Did you remove the steering wheel cover first or did you work with the cover on the car??--I just ordered the Goof Off from amazon--Dave
I tried Goo-gone, goof, and other similar products, none of which got the sticky stuff off my steering wheel... I finally bought these alcohol wipes, and they took it right off no problem. Highly recommend these
https://www.amazon.com/gp/product/B004SPJP2C/
Goof-Off worked fine for me. It's been 6 months since I applied and all is fine. I directly applied without removing cover.
This happened to my steering wheel a few years ago. I used "Wet-Wipes", the ones with alcohol. It cleaned everything off.
For the folks using alcohol or Goo Gone, are you noticing any of the finish coming off or the cover changing color?
There might be two different degrees of cleaning going on here. Mine was the worse of the two where the black vinyl dye literally expired.
- I started cleaning it with Vinylex which is what i regularly use on interiors. The sticky wouldnt budge.
- Switched to an all-purpose cleaner(Mequiars D114 WaterlessWash) at 2x concentration than i would typically use. I noticed a little bit of black coming off as i rubbed harder then realized that the stickiness Was the actual dye. Knowing this would take forever i decided to switch to a more aggressive method.
- Alcohol and terry cloths. Went through a half pack of em... Ended up putting one end through a spoke to the backside and vigorously pulling back/forth like i was fresh out the shower drying my taint after a long sweaty day at the track. Once i got going there was no turning back. Soaking a large patch of towel and letting it sit on the vinyl for 30sec before scrubbing really helped. I thoroughly cleaned the entire steeringwheel&column so the entire assembly would look similar.

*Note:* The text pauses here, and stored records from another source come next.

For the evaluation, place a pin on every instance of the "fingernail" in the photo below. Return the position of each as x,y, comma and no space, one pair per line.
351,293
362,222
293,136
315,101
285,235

The end finish on mine is now a flatter dark dark grey. To the average person, black. It would prob darken/brighten up a bit with a coat of vinylex or similar moisturizing protectant but for now im just enjoying having a naked wheel that i can comfortably grip in warm weather without it feeling like a yucky subway pole. Wish i would have done this years ago when it first became tacky.
My snake is 20+ years old and has sat out in the baking sun on many occasions/events so i'm not at all disappointed in the situation. I don't expect a finish to stay perfect forever on a flexible&moist base that goes through many heat cycles while continuously being marinated in hand oils&sweat. If i ever ant to restore it in the future i would just re-clean with the same method then have someone with experience apply a new coat of dye. In contrast, i'm sure there are many low mileage cars sitting in climate controlled garages that have steering wheels that look & feel like new.
This is something that is starting to occur with Gen IVs as well and when I talked to Andy Wheeler at Viper Exchange about it he said you can clean all you want but it keeps coming back because the glue holding the airbag and cover is deteriorating. His suggestion is to replace the airbag which I will do Thursday so fingers crossed I will no longer have a sticky gnarly steering wheel.
so, you have to replace the whole bag huh. Not cheap.